Clinical study of tumor markers in prostatic cancer

: We measured prostatic acid phosphatase (PAP), gamma-seminoprotein (gamma-Sm) and prostatic specific antigen (PSA) levels simultaneously in the serum of 52 patients with untreated prostatic cancer and 44 patients with benign prostatic hypertrophy to assess the clinical usefulness of these tumor markers. PAP and PSA were measured by radioimmunoassay and gamma-Sm by enzyme immunoassay. The positive rates of PAP, gamma-Sm and PSA in patients with prostatic cancer were 50.0, 61.5 and 69.2%, respectively, and those in patients with benign prostatic hypertrophy were 11.4, 13.6 and 13.6%, respectively. In patients with early stage prostatic cancer (stage A and B), the positive rates of PAP, gamma-Sm and PSA were 20.8, 41.7 and 54.2%. The efficiency of PSA was the highest among the three markers.
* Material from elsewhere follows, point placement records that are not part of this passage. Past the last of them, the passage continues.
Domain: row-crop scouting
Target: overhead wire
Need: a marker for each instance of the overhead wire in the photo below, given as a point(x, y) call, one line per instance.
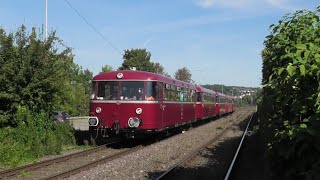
point(103, 37)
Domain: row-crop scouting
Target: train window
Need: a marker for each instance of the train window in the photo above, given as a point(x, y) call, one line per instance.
point(167, 94)
point(131, 90)
point(107, 90)
point(151, 91)
point(198, 97)
point(181, 96)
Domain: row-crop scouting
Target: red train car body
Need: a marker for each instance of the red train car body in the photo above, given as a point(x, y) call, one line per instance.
point(132, 102)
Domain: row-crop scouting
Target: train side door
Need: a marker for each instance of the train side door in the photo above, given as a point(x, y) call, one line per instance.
point(161, 105)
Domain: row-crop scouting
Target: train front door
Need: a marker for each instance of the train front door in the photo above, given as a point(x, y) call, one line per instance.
point(161, 105)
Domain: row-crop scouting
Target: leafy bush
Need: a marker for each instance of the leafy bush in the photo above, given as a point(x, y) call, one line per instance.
point(34, 137)
point(289, 109)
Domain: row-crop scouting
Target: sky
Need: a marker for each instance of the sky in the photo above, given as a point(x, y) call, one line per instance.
point(219, 41)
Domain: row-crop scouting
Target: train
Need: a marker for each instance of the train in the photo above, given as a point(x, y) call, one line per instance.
point(131, 102)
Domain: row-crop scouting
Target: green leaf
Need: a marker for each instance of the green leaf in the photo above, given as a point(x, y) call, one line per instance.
point(302, 70)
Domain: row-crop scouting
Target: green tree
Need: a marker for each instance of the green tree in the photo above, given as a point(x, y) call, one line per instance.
point(106, 68)
point(183, 74)
point(159, 69)
point(35, 78)
point(138, 58)
point(289, 108)
point(33, 72)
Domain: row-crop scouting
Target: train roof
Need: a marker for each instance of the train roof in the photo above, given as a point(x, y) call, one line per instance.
point(139, 76)
point(202, 89)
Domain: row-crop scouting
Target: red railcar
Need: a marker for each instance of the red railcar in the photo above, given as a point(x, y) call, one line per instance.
point(132, 102)
point(206, 103)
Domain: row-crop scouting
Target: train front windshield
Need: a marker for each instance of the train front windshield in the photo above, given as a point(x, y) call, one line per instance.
point(124, 90)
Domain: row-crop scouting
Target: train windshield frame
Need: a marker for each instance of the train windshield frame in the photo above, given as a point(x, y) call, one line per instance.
point(125, 90)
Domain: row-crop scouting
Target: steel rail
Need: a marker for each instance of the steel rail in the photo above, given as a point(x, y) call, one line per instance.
point(194, 152)
point(93, 164)
point(36, 165)
point(237, 152)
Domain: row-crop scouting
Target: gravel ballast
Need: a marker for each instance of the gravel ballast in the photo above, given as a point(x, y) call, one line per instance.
point(148, 162)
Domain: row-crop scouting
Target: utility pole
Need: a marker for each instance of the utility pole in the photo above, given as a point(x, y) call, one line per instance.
point(46, 19)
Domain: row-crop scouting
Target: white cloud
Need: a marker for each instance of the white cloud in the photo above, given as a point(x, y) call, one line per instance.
point(246, 4)
point(225, 3)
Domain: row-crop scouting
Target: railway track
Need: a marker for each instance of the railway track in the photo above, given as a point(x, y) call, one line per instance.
point(171, 170)
point(67, 165)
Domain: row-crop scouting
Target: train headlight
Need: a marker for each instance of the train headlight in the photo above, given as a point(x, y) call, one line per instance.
point(93, 121)
point(138, 110)
point(98, 110)
point(133, 122)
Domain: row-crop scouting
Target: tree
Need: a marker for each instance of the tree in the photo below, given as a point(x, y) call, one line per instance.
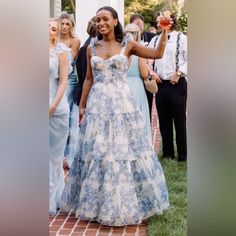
point(68, 6)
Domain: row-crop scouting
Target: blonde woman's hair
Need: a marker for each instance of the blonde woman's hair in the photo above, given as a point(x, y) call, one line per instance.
point(133, 30)
point(58, 26)
point(70, 18)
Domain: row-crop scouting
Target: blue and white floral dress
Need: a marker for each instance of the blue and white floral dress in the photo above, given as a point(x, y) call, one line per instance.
point(115, 178)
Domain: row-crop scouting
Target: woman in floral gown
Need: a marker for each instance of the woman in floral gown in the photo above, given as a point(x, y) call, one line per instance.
point(115, 178)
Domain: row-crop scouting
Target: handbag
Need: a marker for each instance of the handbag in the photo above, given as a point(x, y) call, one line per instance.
point(150, 84)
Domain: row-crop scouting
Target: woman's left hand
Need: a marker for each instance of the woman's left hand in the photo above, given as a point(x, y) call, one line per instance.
point(51, 111)
point(174, 79)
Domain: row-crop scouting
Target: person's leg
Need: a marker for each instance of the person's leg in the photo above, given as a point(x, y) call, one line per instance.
point(165, 119)
point(179, 114)
point(58, 133)
point(150, 99)
point(73, 127)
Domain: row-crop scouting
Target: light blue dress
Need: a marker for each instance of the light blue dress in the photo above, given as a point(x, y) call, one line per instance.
point(58, 132)
point(74, 112)
point(136, 85)
point(115, 178)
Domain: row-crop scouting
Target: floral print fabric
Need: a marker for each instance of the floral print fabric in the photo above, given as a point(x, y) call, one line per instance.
point(115, 178)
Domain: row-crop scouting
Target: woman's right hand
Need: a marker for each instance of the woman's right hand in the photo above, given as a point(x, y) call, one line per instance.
point(81, 115)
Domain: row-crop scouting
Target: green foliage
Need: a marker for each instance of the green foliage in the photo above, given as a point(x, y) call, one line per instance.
point(149, 9)
point(174, 220)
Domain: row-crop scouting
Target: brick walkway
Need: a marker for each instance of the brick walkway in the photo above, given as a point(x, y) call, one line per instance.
point(67, 224)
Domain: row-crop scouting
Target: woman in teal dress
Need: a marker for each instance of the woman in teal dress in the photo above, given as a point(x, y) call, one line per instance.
point(137, 72)
point(67, 36)
point(115, 178)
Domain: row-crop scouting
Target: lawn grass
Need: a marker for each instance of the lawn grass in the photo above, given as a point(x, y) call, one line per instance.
point(174, 220)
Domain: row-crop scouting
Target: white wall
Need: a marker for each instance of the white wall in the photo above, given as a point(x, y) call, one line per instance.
point(55, 8)
point(86, 9)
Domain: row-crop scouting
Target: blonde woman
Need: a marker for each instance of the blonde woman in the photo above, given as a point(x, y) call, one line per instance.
point(67, 36)
point(137, 72)
point(58, 114)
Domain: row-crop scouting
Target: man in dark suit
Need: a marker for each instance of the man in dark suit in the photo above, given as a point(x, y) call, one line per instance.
point(145, 39)
point(81, 63)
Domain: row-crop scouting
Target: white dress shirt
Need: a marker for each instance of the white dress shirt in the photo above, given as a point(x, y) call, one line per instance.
point(166, 66)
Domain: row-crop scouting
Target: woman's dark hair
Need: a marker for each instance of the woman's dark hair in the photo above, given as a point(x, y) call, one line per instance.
point(135, 16)
point(118, 30)
point(173, 17)
point(91, 27)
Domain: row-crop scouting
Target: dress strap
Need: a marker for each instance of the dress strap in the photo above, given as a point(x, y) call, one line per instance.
point(93, 43)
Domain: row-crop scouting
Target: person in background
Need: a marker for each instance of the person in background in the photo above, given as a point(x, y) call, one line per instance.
point(170, 72)
point(115, 178)
point(67, 36)
point(58, 114)
point(81, 62)
point(137, 72)
point(139, 21)
point(146, 37)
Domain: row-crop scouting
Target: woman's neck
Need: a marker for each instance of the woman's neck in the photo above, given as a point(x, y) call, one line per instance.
point(64, 37)
point(52, 44)
point(109, 38)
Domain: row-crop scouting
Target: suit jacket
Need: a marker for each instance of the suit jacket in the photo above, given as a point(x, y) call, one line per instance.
point(81, 67)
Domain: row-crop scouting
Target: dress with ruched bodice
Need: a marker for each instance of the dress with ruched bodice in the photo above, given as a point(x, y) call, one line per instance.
point(115, 178)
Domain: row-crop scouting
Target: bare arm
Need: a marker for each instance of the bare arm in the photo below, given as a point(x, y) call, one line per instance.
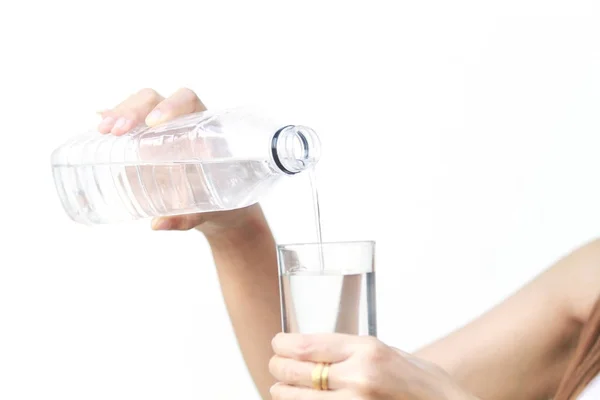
point(520, 349)
point(247, 268)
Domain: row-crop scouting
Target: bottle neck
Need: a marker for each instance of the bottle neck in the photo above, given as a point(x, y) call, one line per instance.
point(295, 148)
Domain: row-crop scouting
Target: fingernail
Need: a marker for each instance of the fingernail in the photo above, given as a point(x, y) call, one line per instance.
point(153, 117)
point(106, 124)
point(161, 224)
point(120, 123)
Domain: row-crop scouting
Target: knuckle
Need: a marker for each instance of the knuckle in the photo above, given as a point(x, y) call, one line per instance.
point(187, 93)
point(149, 94)
point(366, 386)
point(289, 374)
point(305, 349)
point(273, 365)
point(277, 391)
point(374, 351)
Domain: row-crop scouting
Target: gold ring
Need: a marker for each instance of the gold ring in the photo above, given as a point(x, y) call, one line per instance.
point(316, 376)
point(324, 377)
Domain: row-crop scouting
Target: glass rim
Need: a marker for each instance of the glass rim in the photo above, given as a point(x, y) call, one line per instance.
point(282, 246)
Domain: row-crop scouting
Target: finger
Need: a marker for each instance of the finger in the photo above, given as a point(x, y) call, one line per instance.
point(184, 101)
point(281, 391)
point(331, 348)
point(129, 113)
point(177, 223)
point(300, 373)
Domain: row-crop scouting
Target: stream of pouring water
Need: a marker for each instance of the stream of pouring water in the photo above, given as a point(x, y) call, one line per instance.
point(312, 176)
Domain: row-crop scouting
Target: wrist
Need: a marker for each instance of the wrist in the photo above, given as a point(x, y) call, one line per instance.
point(248, 229)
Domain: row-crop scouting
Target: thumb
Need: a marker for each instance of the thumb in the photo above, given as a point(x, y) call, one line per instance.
point(176, 223)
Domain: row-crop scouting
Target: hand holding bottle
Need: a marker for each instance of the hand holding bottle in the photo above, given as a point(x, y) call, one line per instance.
point(152, 109)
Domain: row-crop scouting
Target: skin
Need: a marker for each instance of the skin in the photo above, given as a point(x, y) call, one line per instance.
point(517, 350)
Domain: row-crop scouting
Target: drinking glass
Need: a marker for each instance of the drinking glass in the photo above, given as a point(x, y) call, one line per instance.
point(328, 287)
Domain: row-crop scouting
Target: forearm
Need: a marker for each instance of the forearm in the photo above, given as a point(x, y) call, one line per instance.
point(247, 269)
point(520, 349)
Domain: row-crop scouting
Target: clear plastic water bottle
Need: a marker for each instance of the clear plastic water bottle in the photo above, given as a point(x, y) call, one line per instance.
point(208, 161)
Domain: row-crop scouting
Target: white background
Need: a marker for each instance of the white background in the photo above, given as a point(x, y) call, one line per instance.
point(462, 136)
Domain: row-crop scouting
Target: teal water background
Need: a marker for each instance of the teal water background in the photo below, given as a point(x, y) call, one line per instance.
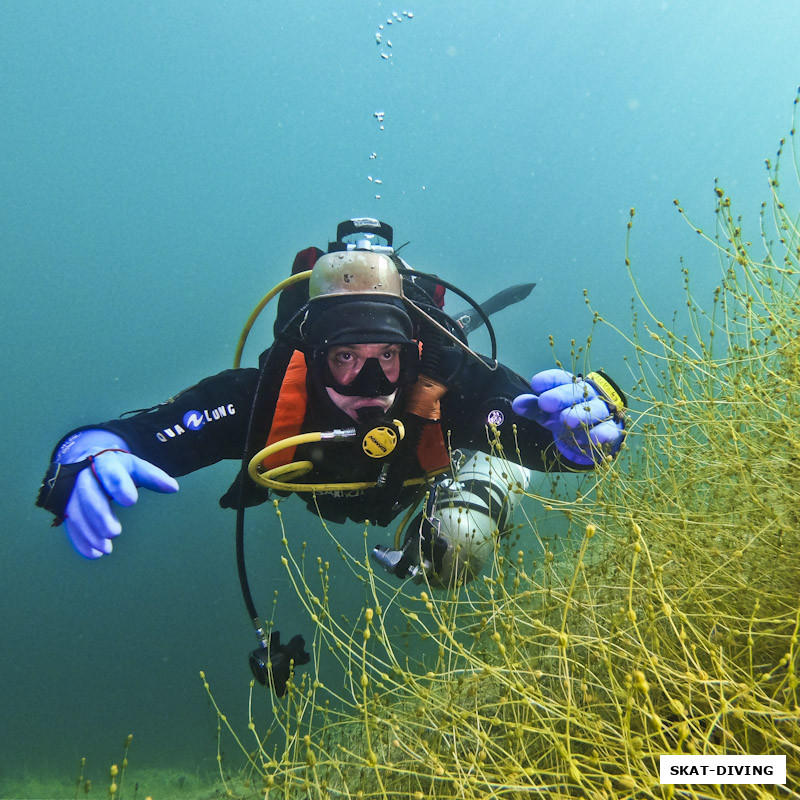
point(161, 163)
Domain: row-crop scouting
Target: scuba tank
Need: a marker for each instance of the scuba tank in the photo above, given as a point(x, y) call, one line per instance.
point(451, 540)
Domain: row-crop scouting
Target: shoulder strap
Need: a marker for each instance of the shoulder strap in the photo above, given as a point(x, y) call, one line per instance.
point(290, 410)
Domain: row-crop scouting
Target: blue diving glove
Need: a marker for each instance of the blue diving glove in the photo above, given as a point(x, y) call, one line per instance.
point(585, 415)
point(91, 468)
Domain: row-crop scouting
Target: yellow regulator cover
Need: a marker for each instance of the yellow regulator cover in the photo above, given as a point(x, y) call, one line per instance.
point(379, 442)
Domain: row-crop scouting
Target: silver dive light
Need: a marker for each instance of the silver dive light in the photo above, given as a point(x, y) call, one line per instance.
point(453, 538)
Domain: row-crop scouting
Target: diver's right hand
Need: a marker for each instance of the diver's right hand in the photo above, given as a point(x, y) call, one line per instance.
point(110, 472)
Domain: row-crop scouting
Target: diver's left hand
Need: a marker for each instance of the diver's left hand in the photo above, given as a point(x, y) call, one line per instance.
point(582, 424)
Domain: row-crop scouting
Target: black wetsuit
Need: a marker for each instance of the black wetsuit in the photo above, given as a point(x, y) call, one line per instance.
point(208, 422)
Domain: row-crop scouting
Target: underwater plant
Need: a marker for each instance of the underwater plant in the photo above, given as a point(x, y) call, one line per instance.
point(665, 620)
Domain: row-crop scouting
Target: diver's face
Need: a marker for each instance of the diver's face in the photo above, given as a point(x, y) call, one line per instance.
point(346, 361)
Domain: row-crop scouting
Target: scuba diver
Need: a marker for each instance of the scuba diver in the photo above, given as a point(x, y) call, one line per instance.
point(359, 406)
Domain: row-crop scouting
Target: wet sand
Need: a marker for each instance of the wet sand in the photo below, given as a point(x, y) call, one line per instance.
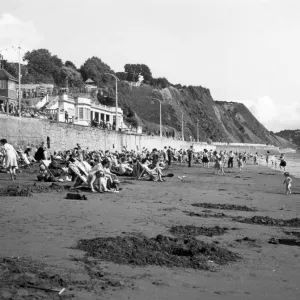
point(46, 227)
The positive rate of the combination assay of PAP and PSA, that of gamma-Sm and PSA and that of PAP, gamma-Sm and PSA were slightly higher than that of the PSA assay alone. However, the efficiency of the PSA assay alone was higher than that of any combination. No significant correlation was found between histopathological grade and the level of each tumor marker. A significant correlation was found between PAP and gamma-Sm (r = 0.68, P less than 0.001), and between PAP and PSA (r = 0.61, P less than 0.001), but there was no correlation between gamma-Sm and PSA. These results suggest that PSA is the most useful marker and the combination assay of multiple markers is not so advantageous, at least for screening of prostatic cancer.